“Go on,” I said.
“It must have been engineered for them; probably by Ultras, or maybe one of them even took a trip to see the Jugglers and they screwed around with his neurochemistry. It doesn’t matter. All that does is that the virus is contagious, transmittable through the air, and it infects almost everyone.”

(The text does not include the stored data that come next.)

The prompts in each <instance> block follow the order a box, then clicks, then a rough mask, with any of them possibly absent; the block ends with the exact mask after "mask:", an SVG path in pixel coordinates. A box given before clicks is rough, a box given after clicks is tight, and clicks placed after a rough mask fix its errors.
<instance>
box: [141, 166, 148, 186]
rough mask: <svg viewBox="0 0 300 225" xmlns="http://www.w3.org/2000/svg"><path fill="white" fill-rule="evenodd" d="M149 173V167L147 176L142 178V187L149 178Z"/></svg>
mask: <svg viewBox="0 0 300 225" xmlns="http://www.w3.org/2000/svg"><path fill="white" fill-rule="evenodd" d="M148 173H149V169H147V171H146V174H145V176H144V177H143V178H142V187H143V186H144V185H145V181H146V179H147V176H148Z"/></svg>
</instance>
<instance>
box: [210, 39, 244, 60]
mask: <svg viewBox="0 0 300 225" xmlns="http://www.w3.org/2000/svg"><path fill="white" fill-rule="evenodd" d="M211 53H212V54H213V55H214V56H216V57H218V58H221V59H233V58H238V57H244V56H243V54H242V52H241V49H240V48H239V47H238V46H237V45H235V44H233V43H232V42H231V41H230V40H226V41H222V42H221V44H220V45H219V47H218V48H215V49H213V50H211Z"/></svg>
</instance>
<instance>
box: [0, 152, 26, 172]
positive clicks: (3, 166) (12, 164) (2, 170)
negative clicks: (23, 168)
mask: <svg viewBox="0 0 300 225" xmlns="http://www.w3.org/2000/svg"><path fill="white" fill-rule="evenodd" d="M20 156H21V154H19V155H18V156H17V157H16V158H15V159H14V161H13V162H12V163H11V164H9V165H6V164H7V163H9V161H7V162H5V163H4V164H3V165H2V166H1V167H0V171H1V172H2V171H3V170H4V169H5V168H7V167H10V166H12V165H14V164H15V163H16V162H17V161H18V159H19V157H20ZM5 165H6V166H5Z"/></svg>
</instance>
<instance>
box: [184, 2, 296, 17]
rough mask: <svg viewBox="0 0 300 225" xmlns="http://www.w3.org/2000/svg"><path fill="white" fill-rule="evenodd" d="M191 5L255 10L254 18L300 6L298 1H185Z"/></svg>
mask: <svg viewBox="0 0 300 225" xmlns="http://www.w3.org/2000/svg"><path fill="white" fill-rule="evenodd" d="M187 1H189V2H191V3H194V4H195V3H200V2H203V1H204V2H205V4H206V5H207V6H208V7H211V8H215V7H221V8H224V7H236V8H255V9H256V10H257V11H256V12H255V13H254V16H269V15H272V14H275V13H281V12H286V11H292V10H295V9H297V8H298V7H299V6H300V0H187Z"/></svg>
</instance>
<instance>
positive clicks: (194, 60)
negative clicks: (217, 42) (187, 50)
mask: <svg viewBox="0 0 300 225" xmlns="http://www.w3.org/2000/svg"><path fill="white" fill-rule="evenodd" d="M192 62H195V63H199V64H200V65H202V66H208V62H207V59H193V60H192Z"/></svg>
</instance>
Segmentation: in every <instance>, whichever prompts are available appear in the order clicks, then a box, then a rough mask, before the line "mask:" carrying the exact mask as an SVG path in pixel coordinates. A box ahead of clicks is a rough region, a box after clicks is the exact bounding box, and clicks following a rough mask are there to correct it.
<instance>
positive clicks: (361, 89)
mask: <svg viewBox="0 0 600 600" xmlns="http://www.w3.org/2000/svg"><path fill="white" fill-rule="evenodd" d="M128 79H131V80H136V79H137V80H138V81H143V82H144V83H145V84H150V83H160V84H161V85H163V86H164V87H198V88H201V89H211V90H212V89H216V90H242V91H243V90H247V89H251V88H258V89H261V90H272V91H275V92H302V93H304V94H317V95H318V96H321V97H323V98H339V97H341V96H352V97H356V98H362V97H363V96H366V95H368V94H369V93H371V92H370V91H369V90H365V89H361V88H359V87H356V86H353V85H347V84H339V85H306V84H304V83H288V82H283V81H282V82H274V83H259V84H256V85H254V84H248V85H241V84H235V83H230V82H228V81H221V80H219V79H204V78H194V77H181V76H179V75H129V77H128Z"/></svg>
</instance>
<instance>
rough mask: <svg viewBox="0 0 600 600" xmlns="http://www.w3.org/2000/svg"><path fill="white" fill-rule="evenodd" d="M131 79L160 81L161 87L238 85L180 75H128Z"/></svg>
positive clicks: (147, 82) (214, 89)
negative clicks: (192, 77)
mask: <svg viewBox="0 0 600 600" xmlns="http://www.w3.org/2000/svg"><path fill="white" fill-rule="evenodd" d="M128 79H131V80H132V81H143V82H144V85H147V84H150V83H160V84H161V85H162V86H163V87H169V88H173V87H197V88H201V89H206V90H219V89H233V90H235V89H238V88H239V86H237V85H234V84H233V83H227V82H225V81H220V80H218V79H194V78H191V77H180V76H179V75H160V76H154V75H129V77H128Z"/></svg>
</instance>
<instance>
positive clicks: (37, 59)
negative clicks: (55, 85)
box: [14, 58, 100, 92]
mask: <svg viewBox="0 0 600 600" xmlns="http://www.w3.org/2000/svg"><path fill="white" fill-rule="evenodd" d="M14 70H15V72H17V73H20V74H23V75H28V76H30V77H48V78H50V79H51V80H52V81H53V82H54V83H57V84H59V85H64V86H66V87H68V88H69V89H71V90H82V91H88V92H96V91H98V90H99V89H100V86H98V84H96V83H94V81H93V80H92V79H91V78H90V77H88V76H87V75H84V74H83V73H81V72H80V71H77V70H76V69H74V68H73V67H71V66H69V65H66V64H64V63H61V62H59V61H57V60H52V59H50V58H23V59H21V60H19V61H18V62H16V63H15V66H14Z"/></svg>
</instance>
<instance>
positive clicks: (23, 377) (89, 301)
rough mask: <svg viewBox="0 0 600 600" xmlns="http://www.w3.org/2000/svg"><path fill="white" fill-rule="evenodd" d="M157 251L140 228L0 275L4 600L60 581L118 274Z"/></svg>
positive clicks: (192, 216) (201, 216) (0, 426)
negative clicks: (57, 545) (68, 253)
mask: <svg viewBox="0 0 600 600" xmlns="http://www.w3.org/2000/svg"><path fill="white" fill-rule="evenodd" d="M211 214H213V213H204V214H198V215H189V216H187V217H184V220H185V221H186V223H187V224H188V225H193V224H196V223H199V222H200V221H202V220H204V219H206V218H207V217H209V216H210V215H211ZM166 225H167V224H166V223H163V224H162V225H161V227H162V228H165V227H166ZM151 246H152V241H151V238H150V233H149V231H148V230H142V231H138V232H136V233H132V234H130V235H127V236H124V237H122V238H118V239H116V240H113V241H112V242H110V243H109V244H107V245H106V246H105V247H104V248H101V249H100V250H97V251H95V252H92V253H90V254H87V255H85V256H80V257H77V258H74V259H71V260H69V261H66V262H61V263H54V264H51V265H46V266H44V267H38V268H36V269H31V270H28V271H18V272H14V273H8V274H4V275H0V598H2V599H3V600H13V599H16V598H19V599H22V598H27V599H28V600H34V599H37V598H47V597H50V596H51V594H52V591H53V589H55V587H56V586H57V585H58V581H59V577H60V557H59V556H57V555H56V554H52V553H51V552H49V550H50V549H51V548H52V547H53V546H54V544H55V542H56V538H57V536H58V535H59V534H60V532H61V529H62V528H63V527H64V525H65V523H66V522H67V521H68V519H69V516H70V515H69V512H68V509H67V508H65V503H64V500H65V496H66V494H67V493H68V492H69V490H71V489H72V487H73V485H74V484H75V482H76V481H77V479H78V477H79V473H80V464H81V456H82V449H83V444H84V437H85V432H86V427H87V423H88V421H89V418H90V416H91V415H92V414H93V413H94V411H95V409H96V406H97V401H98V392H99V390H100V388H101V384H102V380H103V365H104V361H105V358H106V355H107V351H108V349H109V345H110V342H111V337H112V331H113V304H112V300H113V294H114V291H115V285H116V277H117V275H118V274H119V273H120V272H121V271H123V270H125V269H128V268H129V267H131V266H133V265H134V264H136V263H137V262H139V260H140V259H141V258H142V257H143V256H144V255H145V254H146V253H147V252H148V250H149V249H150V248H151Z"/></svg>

“Turning them into cultists?”
“No.” It was Vasquez speaking now. He had found a fresh cigarette for himself. “It fucks with you, but it doesn’t turn you into one of them, got that? You get visions, and you have dreams, and you sometimes feel the need…” He paused, and nodded towards the dolphin jutting from the wall. “You see that fish skull? Cost me a fucking arm and a leg. Used to belong to Sleek; one of the ones on the ship. Having shit like that around comforts me; stops me shaking. But that’s as far as it goes.”
“And the hand?”
Vasquez said, “Some of the viruses make physical changes happen. I was lucky, in a way. There’s one that makes you go blind; another that makes you scared of the dark; another that makes your left arm wither away and drop off. You know, a little blood now and again, it doesn’t bother me. At first, before many people knew about the virus, it was cool. I could really freak people out with it. Walk into a negotiation, you know, and start bleeding all over the other guy. But then people started finding out what it meant; that I’d been infected by cultists.
“They started wondering if you were as razor-sharp as they’d heard,” Dieterling said.
“Yeah. Right.” Vasquez looked at him suspiciously. “You build up a reputation like mine, it takes time.”
“I don’t doubt it,” Dieterling said.
“Yeah. And a little thing like this, man, it can really hurt it.”
“Can’t they flush out the virus?” I said, before Dieterling pushed his luck.
“Yeah, Mirabel. In orbit, they’ve got shit that can do it. But orbit’s not currently on my list of safe places to visit, you know?”